Yes, it is possible to store the source files and output files in memory. Please find the sample-app.zip (4.5 KB) that demonstrates how you can implement custom file storage that is responsible for reading a file from any source without storing it to the local disk. Here is a complete listing of the Startup.cs
:
using System;
using System.Collections.Generic;
using System.Text;
using System.Threading.Tasks;
using GroupDocs.Viewer.UI.Core;
using GroupDocs.Viewer.UI.Core.Entities;
using Microsoft.AspNetCore.Builder;
using Microsoft.AspNetCore.Hosting;
using Microsoft.Extensions.DependencyInjection;
namespace GroupDocs.Viewer.AspNetCore
{
public class Startup
{
public void ConfigureServices(IServiceCollection services)
{
services.AddTransient<IFileStorage, MyFileStorage>();
services
.AddGroupDocsViewerUI();
services
.AddControllers()
.AddGroupDocsViewerSelfHostApi()
.AddInMemoryCache(config => config
.SetGroupCacheEntriesByFile(true)
.SetCacheEntryExpirationTimeoutMinutes(5)
);
}
public void Configure(IApplicationBuilder app, IWebHostEnvironment env)
{
app
.UseRouting()
.UseEndpoints(endpoints =>
{
endpoints.MapGroupDocsViewerUI(options =>
{
options.UIPath = "/viewer";
options.APIEndpoint = "/viewer-api";
});
endpoints.MapGroupDocsViewerApi(options =>
{
options.ApiPath = "/viewer-api";
});
});
}
}
public class MyFileStorage : IFileStorage
{
public Task<IEnumerable<FileSystemEntry>> ListDirsAndFilesAsync(string dirPath)
{
var entries = new List<FileSystemEntry> {
FileSystemEntry.File("sample.txt", "sample.txt", 123)
};
return Task.FromResult<IEnumerable<FileSystemEntry>>(entries);
}
public Task<string> WriteFileAsync(string fileName, byte[] bytes, bool rewrite)
{
throw new NotImplementedException("Implement this method to support file upload.");
}
public Task<byte[]> ReadFileAsync(string filePath)
{
//TODO: read your file here and return bytes
var bytes = Encoding.UTF8
.GetBytes("File path: " + filePath);
return Task.FromResult(bytes);
}
}
}
Run the application with dotnet run
and navigate to https://localhost:9091/viewer
in your browser. Browse the files using Folder icon and select a single sample.txt
file. The file will be rendered in memory and never stored on the local disk. When the rendering will be finished the following page should appear
Please let us know if it works for you.
Hi @vladimir.litvinchik
Thanks for giving the sample code.

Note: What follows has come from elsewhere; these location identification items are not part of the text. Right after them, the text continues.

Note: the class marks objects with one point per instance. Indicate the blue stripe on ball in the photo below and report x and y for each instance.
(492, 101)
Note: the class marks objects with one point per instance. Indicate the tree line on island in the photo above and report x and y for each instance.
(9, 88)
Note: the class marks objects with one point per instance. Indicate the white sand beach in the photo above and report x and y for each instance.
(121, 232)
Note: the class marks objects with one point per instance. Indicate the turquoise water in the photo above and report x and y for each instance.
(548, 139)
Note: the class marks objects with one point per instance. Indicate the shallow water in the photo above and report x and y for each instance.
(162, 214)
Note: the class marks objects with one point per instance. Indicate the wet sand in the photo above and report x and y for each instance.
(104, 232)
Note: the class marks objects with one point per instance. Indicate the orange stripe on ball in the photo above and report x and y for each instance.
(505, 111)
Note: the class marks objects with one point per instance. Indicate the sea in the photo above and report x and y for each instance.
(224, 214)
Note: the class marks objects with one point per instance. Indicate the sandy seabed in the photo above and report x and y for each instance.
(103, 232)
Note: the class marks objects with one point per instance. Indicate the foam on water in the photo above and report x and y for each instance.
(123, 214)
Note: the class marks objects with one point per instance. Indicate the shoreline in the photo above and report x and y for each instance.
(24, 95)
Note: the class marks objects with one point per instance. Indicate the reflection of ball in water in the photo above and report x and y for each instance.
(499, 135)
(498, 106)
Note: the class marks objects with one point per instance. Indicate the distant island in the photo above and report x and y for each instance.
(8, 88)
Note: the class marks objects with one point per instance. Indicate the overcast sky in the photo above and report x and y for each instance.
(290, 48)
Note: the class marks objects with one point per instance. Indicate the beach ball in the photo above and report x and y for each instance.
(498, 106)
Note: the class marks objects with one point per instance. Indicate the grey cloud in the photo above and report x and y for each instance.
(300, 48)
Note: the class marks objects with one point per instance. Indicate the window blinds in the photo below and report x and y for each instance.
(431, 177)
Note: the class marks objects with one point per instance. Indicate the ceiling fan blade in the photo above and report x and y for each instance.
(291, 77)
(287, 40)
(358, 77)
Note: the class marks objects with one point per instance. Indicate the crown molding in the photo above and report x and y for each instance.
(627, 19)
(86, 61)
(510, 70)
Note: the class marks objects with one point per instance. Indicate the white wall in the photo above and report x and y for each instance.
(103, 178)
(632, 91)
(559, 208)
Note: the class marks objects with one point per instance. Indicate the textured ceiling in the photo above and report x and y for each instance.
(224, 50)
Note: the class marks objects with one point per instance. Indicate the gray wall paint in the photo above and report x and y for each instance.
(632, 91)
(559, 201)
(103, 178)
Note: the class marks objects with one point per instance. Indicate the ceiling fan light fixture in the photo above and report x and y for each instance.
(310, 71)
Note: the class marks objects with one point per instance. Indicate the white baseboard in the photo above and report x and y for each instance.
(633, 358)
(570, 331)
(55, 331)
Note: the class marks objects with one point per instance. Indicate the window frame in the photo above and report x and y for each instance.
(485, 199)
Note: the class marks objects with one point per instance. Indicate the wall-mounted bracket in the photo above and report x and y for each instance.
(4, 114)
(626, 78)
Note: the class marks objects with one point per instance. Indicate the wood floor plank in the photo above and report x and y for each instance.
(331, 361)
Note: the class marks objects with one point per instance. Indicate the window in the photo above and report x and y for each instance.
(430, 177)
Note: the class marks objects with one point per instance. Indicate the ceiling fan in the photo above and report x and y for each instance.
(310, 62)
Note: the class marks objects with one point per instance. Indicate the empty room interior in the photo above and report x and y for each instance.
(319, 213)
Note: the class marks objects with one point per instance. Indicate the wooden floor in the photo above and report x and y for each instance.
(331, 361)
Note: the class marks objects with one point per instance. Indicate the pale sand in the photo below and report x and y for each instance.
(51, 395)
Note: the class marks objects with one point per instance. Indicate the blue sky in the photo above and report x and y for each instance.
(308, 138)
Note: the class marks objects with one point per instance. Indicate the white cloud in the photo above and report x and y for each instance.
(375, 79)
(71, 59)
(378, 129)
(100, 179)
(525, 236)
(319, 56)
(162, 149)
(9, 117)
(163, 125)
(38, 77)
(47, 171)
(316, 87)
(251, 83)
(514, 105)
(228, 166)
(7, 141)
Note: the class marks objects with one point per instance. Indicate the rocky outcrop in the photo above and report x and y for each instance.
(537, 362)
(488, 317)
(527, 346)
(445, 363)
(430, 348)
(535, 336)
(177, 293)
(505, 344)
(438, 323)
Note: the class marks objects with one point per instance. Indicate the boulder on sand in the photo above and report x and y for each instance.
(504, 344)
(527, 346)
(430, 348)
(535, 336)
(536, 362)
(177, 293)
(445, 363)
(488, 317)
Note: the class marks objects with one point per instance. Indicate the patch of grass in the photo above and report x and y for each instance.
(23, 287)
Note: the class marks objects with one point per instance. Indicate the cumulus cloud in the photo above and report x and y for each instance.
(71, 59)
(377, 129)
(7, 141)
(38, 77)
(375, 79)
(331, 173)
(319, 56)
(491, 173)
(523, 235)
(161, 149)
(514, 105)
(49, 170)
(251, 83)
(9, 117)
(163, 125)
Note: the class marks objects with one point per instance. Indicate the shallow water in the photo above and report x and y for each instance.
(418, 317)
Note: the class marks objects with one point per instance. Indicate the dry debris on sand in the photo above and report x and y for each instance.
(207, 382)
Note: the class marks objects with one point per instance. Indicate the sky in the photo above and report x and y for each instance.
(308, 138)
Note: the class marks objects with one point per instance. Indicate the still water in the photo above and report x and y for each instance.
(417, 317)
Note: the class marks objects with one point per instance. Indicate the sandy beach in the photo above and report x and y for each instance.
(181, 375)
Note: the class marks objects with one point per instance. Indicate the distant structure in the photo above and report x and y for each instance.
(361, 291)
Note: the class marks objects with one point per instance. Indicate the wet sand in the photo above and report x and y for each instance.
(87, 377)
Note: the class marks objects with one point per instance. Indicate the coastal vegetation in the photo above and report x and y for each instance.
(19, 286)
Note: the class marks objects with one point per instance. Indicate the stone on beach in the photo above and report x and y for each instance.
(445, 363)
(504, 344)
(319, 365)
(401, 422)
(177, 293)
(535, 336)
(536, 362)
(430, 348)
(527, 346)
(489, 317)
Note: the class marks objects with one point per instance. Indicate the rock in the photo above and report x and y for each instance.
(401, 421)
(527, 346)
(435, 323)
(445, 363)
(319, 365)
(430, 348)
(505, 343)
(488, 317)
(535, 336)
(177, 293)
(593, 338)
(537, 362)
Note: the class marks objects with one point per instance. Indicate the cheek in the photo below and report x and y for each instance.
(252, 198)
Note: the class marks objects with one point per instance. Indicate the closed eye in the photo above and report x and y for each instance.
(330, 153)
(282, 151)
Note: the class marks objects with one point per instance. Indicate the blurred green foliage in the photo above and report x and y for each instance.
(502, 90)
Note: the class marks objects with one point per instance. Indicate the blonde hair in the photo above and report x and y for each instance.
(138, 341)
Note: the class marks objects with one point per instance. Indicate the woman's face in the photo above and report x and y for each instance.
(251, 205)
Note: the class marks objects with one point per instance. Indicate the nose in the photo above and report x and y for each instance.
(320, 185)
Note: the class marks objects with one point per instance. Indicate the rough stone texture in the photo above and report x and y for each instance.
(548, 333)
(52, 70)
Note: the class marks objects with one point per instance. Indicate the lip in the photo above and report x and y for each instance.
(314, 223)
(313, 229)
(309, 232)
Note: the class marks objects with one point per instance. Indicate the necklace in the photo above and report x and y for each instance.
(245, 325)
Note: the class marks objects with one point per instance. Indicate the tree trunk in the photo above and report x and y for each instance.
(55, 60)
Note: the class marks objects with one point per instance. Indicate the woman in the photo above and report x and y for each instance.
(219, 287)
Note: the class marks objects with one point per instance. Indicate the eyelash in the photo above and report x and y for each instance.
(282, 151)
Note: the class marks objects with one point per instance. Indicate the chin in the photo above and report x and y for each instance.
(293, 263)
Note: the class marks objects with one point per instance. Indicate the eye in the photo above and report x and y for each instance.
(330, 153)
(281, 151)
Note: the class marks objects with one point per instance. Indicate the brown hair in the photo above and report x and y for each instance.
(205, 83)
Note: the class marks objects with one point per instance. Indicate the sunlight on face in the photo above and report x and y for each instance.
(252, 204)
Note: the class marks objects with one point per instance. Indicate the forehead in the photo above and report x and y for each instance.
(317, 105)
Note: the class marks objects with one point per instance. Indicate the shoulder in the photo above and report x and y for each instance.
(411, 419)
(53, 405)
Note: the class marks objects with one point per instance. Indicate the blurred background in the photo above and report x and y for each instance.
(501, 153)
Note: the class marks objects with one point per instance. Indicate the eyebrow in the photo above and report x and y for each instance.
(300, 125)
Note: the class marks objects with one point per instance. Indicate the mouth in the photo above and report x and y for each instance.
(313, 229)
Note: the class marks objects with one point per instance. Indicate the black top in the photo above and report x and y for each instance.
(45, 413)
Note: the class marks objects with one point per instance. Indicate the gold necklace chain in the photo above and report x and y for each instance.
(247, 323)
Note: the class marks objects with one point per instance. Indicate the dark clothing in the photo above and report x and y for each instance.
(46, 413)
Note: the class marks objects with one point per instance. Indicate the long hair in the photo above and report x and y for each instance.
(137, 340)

We will try this code.
In the mean time I have one more question.
Now we are planning to integrate GroupDocs UI with our application.
Is it possible to integrate with our application.?
Our Application details are below:
.NET Framework Version is: 4.8
MVC Application
JS Framework: JQuery, Knockout JS for 2 way binding
Bootstrap & CSS for Design
@mohantriyam
GroupDocs.Viewer.UI package and related packages are designed to be used in ASP.NET MVC Core Web applications, so it won’t work with ASP.NET MVC. We do have plans to ship packages for ASP.NET MVC in the future but for now, you can give a try our MVC Demo. In MVC Demo there is no concept of FileStorage so there would be more places that should be updated to support in-memory storage.
Hi @vladimir.litvinchik,
Thank you,
Then we will try to use the GroupDocs.Viewer .
@mohantriyam
You’re welcome! Feel free to ask any questions.